Uncemented Cup With Metal Augments or Structural Graft
David G. Lewallen
The goal of any uncemented acetabular revision procedure is to maximize stable implant contact against viable host bone to encourage bone ingrowth for long-term durability.
When faced with irregularly shaped acetabular bone defects, simply reaming larger and larger to try to fill up the void can remove excessive amounts of remaining host bone and may destroy key rim or column support for the cup.
Creation of an individualized irregularly shaped acetabular construct is possible by intraoperative assembly of a hemispherical acetabular component with one or more off-the-shelf highly porous acetabular augments.
Acetabular augments can serve as a prosthetic structural bone graft alternative without the risk of late resorption.
Sterile Instruments and Implants
Standard retractors and hip instruments.
High-speed burr to contour bone to fit defects.

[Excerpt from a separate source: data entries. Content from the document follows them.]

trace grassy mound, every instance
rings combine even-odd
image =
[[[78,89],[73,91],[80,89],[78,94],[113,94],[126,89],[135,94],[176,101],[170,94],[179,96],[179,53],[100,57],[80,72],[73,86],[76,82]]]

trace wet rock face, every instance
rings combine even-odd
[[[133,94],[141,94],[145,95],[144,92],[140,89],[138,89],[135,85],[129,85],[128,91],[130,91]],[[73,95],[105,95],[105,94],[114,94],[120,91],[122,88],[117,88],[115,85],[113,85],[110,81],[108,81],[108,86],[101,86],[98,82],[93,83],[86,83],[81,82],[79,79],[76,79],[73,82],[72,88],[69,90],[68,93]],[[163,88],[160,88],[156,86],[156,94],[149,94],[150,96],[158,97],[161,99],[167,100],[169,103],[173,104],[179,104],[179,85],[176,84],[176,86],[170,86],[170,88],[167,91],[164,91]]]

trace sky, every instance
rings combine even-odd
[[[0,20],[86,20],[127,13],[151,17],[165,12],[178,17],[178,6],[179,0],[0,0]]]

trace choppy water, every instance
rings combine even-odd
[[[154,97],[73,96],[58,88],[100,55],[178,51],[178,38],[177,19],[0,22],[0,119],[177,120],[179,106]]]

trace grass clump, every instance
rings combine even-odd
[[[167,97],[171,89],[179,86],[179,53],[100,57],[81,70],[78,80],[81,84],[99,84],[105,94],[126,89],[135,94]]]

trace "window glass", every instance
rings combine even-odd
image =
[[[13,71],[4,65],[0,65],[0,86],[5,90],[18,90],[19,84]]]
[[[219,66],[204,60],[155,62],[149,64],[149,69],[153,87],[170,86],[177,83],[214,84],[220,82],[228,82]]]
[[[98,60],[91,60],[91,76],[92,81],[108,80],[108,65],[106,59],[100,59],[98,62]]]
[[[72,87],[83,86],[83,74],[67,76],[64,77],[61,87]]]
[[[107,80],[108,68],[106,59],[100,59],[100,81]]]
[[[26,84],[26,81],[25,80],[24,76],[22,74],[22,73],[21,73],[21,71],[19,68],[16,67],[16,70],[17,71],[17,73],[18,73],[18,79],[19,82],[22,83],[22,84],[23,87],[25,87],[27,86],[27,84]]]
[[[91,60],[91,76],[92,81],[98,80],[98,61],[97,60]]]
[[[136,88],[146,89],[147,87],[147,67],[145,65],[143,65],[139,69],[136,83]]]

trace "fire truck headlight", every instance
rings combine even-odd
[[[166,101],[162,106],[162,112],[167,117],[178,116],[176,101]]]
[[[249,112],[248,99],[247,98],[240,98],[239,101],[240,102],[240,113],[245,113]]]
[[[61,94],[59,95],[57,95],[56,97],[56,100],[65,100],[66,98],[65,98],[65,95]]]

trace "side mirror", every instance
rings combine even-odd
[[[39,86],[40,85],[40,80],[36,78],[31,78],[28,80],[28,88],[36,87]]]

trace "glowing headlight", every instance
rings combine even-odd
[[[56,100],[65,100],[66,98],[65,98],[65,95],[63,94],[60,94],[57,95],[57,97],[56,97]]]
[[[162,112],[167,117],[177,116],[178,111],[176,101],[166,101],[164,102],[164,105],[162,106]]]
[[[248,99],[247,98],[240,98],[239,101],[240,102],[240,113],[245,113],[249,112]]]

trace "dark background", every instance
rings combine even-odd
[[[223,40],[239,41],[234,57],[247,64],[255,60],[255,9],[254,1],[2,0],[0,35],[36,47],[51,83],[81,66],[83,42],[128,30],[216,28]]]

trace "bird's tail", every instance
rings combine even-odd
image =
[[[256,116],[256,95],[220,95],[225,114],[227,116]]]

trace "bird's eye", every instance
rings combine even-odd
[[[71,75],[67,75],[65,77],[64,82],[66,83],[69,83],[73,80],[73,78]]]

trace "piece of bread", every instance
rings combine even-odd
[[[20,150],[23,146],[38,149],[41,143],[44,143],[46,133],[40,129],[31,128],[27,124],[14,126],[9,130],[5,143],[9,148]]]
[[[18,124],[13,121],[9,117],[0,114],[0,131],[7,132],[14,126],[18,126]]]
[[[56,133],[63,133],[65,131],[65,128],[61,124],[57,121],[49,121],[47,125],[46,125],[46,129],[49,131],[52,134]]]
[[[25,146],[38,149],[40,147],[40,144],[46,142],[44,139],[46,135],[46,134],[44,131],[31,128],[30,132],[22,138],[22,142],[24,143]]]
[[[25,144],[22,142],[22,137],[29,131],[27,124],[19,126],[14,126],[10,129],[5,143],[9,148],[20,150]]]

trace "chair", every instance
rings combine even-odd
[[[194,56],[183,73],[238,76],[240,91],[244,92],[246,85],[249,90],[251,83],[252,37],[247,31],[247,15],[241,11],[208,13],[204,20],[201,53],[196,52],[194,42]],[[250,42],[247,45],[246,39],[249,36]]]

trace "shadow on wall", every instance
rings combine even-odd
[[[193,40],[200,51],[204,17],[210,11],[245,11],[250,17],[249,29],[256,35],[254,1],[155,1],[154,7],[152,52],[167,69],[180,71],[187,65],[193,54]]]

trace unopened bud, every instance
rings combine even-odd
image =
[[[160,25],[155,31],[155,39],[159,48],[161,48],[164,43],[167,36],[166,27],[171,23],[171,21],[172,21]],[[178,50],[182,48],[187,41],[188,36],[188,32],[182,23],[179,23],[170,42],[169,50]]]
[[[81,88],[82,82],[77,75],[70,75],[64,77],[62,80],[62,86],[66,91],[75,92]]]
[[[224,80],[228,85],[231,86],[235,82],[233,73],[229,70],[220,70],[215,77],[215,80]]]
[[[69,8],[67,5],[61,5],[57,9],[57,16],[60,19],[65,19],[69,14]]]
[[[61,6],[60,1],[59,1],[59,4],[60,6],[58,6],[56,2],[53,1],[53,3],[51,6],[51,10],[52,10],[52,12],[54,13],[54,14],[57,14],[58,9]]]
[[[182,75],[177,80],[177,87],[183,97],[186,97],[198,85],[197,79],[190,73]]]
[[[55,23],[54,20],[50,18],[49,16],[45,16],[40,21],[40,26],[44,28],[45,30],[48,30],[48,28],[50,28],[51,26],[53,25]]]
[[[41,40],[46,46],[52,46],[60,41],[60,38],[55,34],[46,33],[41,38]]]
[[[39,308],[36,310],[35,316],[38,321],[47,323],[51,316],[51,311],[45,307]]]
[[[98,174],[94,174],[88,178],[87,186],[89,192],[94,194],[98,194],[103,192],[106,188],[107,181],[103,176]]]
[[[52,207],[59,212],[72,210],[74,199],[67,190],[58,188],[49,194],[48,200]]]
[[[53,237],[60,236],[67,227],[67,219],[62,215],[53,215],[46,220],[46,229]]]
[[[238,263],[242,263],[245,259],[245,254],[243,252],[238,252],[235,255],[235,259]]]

Hemispherical acetabular component instruments and trials.
Acetabular augment trials in a variety of sizes and thicknesses to aid in intraoperative assessment, sizing, and planning of final construct.
Large plastic syringe to aid in placing cement precisely along the concave surfaces and edges of the augment where it contacts the revision cup.
Cancellous bone graft to fill the fenestrations of the augment and any small remaining gaps or defects.
Any of the standard potentially extensile surgical approaches can be used per surgeon preference similar to any revision total hip arthroplasty (THA).
Posterolateral and direct lateral approaches are the most commonly used at our institution either alone or in combination with an extended trochanteric osteotomy as needed to address the femoral side.
Careful assessment of the location and extent of acetabular bone defects is critical for the preoperative planning and preparation needed to ensure that the implants, instrumentation, and bone graft materials that might be needed are available for not only the planned procedure but also for potential alternative procedures or implant combinations, because intraoperative findings and events may require a change in plan.
Radiographic assessment begins with the 3 standard views of the hip (anteroposterior [AP] pelvis, AP of the hip, cross-table lateral).
In cases of major bone defects or suspected pelvic discontinuity, iliac and obturator oblique x-rays (Judet views) are extremely helpful and are recommended.
Occasionally, if uncertainty about defect character, size, and location still exists after obtaining the above-mentioned 5 standard radiographs, a computed tomography (CT) scan with 3D reconstructions can assist in bone defect assessment.
CT scans are used selectively as needed after careful study of the x-ray views because of the added cost and x-ray exposure to the patient.
Although a general idea of whether and where an augment may be needed can be gained from preoperative review and planning, final implant sizing, orientation, and placement is based on intraoperative assessment of the deficient acetabulum and provisional use of cup and augment trials.
Bone, Implant, and Soft Tissue Techniques
The initial goal of any acetabular reconstruction should be to achieve stable cup support on as large an area of host bone as possible.
In more than 90% of cases, this can be achieved using a hemispherical cup and multiple screws and is the preferred reconstruction when possible.
Maximal cup fixation is achieved with an array of screws across the dome of the acetabulum and down the posterior column into the base of the ischium (Figure 26.1).
Major acetabular bone loss encountered at the time of revision surgery can threaten cup support and fixation, especially when uncontained or segmental bone loss has occurred as seen in Paprosky 3A (“up and out”) or 3B (“up and in”) bone defects.